Most importantly, I’ve found that the PhyloTree will accept a subclade with only two sequences if the defining mutation is in the coding-region and both sequences include additional coding-region mutations. The sequences to support the subclade must not be identical. Heteroplasmies [mutations in process-more about these in a future posting] are not sufficient to define or support a subclade, even if they are in the coding region. Rare or non-recurrent HVR [Hyper Variable Region] mutations may be acceptable as definers or supporters. For example, 497T in HVR2 is the sole defining mutation for subclade K1a, which includes about 60% of K. But if the HVR mutations are used as supporters, three sequences would probably be required.
Examples of even recurrent mutations being used as sole subclade definers include 16270T and 16222T for subclades K2b1a and K2b1a1. But in those cases, many examples had to be found before they were allowed to be definers. I’ve proposed 16223T as a definer for a K1a1b1a”1”, but have been unsuccessful so far. That mutation is not recurrent in K, but in mtDNA in general it is.
Some very recurrent mutations are used to head unlabeled branches on the tree; 195C heads a major branch that includes several subclades under K1a.
However, I’ve seen many branches, even with good defining mutations, where a large number of individual sequences only differ on recurrent HVR mutations such as the 523 insertions and deletions, 16093C, 146C, 152C, 195C, etc.; those don’t qualify for subclade labels and don’t show up on the PhyloTree.
Subclades may in some cases be defined or supported by insertions, deletions, and back mutations. My own K1c2a is defined solely by 15944d. [The letter d after the location number means a deletion has occurred at that location.]
It is very important that the sequences – full sequences only – used to define a subclade have to be published, usually in the GenBank database. FTDNA customers have used direct submissions, usually Ian Logan’s program, or have agreed to have their results transmitted with a scientific paper – so far that has been the Behar et al. (2012b) RSRS paper from last April. Almost one third of the mtDNA sequences on GenBank are now from FTDNA customers.

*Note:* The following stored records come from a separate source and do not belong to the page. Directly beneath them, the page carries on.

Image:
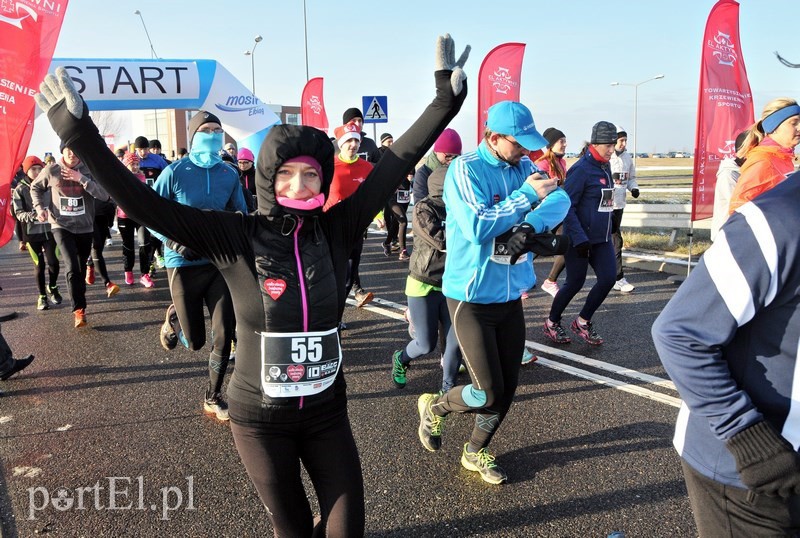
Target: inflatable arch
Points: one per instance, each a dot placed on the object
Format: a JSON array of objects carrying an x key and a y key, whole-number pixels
[{"x": 108, "y": 84}]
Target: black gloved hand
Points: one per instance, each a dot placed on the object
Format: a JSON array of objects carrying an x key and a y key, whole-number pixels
[
  {"x": 188, "y": 254},
  {"x": 583, "y": 249},
  {"x": 766, "y": 462},
  {"x": 525, "y": 239}
]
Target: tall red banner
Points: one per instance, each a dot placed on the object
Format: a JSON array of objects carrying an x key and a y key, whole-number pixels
[
  {"x": 499, "y": 79},
  {"x": 28, "y": 34},
  {"x": 725, "y": 104},
  {"x": 313, "y": 106}
]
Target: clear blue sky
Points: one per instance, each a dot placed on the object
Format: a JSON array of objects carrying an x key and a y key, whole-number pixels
[{"x": 575, "y": 49}]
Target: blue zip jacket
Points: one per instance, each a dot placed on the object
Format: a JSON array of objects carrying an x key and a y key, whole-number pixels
[
  {"x": 217, "y": 188},
  {"x": 485, "y": 198},
  {"x": 585, "y": 182}
]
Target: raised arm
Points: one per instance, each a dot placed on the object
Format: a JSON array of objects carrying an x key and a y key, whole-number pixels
[{"x": 194, "y": 228}]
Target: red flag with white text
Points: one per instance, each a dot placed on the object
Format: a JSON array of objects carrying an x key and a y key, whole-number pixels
[
  {"x": 28, "y": 34},
  {"x": 499, "y": 79},
  {"x": 313, "y": 105},
  {"x": 725, "y": 103}
]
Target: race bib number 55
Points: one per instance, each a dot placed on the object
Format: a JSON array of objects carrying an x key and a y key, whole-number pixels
[{"x": 299, "y": 364}]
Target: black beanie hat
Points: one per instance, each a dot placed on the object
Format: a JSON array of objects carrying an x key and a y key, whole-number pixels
[
  {"x": 198, "y": 120},
  {"x": 552, "y": 135},
  {"x": 351, "y": 113},
  {"x": 604, "y": 132}
]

Some recent exceptions to direct GenBank publication are sequences from the 1000 Genomes Project, but even for those the underlying complete genomes are in GenBank. A group of Chinese scientists have now published two papers (Zheng et al. 2011 and Zheng et al. 2012) extracting the mtDNA results. The PhyloTree has used the first set of Chinese and Japanese sequences and will almost certainly use the second set that has European and other examples.

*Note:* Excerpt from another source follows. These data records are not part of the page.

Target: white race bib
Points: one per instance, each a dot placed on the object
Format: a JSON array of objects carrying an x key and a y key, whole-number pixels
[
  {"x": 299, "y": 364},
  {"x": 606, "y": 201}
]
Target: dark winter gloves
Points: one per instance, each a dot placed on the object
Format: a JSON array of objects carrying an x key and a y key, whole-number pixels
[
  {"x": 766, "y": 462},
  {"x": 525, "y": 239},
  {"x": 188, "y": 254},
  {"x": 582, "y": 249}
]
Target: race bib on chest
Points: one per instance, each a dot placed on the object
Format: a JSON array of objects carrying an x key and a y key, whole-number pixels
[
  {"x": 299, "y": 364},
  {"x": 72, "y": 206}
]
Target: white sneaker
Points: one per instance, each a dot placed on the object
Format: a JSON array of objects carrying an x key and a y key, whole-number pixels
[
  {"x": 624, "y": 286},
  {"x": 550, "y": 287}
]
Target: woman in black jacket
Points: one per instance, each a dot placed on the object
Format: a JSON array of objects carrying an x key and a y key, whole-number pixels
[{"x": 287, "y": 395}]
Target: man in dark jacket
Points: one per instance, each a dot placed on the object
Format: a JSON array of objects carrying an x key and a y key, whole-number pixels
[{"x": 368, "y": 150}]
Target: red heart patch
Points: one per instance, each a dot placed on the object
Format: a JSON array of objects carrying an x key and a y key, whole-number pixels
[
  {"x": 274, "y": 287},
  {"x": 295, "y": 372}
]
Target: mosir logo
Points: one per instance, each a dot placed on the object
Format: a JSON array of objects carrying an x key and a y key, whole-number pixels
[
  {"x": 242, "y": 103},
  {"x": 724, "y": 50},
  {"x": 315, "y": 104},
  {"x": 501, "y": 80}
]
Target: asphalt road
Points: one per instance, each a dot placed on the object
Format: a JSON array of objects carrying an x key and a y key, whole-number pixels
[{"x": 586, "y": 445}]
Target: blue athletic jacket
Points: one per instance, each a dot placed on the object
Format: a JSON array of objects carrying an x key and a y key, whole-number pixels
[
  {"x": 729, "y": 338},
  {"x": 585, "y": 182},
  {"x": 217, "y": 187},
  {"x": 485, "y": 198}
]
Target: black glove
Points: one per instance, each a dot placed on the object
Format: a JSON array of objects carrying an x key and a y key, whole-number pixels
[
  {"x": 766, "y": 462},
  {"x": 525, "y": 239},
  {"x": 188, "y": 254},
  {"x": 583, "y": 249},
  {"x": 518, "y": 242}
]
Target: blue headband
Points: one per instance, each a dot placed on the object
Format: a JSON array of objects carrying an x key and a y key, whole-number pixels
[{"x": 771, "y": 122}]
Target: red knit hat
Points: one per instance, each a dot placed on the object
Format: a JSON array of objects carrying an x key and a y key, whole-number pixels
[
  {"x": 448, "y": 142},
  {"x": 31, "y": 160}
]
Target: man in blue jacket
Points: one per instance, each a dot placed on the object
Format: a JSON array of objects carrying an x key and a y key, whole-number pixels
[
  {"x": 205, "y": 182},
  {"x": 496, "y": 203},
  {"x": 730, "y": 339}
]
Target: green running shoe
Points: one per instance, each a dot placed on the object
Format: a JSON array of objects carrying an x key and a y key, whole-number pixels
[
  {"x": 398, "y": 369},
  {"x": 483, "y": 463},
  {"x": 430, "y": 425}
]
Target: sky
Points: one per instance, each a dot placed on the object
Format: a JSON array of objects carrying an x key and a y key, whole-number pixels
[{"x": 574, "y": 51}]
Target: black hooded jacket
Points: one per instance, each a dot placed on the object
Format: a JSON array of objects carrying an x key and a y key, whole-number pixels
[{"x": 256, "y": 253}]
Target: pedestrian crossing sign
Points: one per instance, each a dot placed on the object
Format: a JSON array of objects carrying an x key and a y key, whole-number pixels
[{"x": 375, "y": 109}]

The moral of the story is that everyone with mtDNA FMS results should make sure their results get to GenBank one way or another. Don’t be deterred if you have exact matches there; the number of sequences and the geographical origins are of interest to some – including me. However, please don’t submit identical sequences of siblings or mothers and children.”
Administrator, mtDNA Haplogroup K and U8 Projects
 Mitochondrial DNA is made up of three hypervariable regions, where, like the name implies, mutations happen much more often than in the balance of the mitochondria, known as the coding region. There are three HVR regions, 1, 2 and 3. HVR1 is tested in Family Tree DNA’s mtDNA test, HVR2 and 3 are tested in the mtDNAPlus test and the coding region in the FMS (Full Mitochondrial Sequence) test. Other commercial labs generally only test some combination of the HVR regions, 1, 1+2 or 1-3. If medical conditions connected with the mitochondria are present, they are normally found in the coding region, which is why coding region records connected with testers are not found in a public database.